Он приналег на это слово «свой», мысленно отделяя дом, в котором действительно жил, от того, какой мечтался ему все время.
— Вы знаете, — медленно проговорил Воскобойников, — ведь я совершенно четко понимаю, о чей вы говорите. Но у меня один дом — этот.
И странное, и удивительное это качество Воскобойникова, понятое Коршаком с первых минут их знакомства, — слушать особенно остро, с каким-то предвидением, что ли, — вновь поразило его.
— Я не представил вас этим людям, неуместно было бы. Вы сейчас поймете.
Воскобойников поднялся, подошел к письменному столу и вернулся с рулоном кальки. Пристроить ее было некуда. Тогда Коршак сказал:
— Давайте на стол, а кофе на пол поставим.

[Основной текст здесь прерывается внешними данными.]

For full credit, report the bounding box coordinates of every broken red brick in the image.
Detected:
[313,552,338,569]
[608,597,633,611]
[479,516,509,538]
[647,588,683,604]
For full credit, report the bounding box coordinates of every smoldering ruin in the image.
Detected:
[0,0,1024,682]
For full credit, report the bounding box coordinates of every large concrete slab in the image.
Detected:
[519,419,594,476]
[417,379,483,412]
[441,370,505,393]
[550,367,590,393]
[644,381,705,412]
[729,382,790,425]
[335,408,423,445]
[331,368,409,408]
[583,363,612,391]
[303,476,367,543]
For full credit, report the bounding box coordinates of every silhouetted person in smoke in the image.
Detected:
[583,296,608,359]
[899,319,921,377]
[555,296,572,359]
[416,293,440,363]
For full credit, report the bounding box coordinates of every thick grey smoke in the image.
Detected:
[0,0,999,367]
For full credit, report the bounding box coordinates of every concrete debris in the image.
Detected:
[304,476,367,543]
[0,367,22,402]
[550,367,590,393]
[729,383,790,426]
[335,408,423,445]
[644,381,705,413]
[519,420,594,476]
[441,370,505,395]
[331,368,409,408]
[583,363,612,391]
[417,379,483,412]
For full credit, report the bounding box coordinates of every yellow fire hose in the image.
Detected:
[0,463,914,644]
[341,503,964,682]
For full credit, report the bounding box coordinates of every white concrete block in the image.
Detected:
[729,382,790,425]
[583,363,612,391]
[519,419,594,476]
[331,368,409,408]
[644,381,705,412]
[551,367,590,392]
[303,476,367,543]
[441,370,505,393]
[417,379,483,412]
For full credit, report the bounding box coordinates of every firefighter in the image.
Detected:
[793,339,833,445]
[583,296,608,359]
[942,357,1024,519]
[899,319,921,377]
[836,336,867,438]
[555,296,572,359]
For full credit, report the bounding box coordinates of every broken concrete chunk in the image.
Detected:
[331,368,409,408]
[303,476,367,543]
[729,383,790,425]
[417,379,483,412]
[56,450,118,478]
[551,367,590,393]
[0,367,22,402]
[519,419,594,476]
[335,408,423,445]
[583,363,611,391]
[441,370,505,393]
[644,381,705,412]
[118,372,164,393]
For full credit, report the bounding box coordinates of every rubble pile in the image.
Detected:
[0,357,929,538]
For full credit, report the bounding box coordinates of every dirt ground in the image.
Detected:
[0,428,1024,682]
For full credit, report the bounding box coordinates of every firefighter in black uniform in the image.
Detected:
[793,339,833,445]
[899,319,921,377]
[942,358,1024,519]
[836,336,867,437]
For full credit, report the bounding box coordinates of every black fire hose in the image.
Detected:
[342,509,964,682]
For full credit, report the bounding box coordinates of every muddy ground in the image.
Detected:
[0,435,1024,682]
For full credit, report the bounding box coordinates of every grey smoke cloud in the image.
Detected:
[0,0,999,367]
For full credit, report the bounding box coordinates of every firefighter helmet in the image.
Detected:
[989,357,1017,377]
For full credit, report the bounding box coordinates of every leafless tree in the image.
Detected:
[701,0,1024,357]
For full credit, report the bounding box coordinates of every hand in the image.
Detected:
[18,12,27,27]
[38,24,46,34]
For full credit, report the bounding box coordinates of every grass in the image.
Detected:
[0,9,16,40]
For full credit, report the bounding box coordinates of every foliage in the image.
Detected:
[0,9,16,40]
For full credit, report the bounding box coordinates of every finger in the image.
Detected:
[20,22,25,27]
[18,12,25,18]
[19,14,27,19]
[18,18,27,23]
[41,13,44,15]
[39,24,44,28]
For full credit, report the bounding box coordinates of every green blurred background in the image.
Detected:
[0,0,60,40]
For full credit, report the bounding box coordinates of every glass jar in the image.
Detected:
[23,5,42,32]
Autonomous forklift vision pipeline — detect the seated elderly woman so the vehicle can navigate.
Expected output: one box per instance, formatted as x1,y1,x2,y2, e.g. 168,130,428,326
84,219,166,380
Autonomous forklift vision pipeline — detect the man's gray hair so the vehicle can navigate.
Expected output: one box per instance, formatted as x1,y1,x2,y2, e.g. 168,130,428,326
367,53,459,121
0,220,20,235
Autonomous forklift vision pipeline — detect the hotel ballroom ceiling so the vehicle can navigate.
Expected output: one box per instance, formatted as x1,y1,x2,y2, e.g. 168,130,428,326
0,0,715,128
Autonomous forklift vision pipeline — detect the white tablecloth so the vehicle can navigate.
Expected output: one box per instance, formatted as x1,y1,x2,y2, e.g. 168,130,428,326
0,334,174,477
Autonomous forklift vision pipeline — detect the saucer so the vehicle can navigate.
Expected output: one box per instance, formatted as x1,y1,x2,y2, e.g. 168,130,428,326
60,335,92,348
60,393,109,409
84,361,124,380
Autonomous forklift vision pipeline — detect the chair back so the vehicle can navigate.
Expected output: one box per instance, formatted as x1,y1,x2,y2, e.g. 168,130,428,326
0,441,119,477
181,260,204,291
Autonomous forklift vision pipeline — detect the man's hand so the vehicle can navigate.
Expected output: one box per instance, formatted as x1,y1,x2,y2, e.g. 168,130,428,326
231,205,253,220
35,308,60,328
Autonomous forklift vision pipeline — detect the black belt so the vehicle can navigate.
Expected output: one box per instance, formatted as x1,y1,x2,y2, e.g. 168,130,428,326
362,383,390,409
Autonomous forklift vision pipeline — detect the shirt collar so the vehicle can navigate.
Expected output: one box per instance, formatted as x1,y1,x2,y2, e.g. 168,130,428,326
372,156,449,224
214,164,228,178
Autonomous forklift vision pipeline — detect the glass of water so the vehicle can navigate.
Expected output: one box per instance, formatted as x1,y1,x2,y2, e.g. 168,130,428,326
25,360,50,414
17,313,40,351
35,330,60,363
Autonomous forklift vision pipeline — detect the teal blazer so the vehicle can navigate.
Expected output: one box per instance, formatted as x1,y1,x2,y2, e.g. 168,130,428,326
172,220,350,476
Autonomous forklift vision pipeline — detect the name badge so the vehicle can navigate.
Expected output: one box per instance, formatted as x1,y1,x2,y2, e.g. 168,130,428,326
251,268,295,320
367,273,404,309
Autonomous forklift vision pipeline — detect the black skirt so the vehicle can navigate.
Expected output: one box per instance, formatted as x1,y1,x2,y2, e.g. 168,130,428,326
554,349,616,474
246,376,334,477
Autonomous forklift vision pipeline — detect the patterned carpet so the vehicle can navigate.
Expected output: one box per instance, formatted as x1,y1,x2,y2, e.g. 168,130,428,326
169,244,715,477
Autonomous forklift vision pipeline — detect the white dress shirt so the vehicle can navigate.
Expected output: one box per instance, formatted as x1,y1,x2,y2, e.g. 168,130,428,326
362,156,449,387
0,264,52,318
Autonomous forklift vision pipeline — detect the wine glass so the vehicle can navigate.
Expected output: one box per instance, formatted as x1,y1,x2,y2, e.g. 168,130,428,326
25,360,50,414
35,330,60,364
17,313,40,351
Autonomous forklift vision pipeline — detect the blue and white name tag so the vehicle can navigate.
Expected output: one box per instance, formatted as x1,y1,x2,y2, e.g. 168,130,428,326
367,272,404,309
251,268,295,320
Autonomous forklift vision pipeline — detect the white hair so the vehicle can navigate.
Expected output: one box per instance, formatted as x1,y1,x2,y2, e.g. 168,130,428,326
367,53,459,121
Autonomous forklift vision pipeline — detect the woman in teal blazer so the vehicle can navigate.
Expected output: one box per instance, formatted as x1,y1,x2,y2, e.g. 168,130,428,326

— Сейчас вы поймете, — повторил Воскобойников. — Вот наш участок. На всех картах — это маленький червячок. Нас с вами сейчас там и не видно было бы. Но это — наш участок, мой участок. А те двое — авторы проекта. Их, авторов, много, но и они авторы, а первый — даже руководитель. Они, ученые, прилетели ко мне, к угрюмому исполнителю. Дело не в названии, черт возьми! Дело вот в чем: удобно считать себя великанами, стоящими на плечах карликов. Труднее считать себя просто человеком, стоящим на плечах гигантов. Я не хотел начинать с теории. Я хотел сначала показать вам. Но они прилетели, эти люди… Как вы думаете, сколько было попыток сделать то же самое, чем занимаемся мы сейчас? Вот до этой самой точки, где мы сейчас с вами сидим, было три. Мы четвертые, дальше уже только две. А еще дальше, насколько мне известно, мы будем первыми. Никто, кроме нас, туда не устремлялся. И вот мы идем иначе. Где на несколько километров, где только на километр, порою даже на сотни метров в стороне. Все наши предшественники пытались пройти по высотам. Мы обходим высоты. А те — эти предыдущие — рубили тоннели только самые необходимые. Завтра. Завтра я покажу вам один такой тоннель.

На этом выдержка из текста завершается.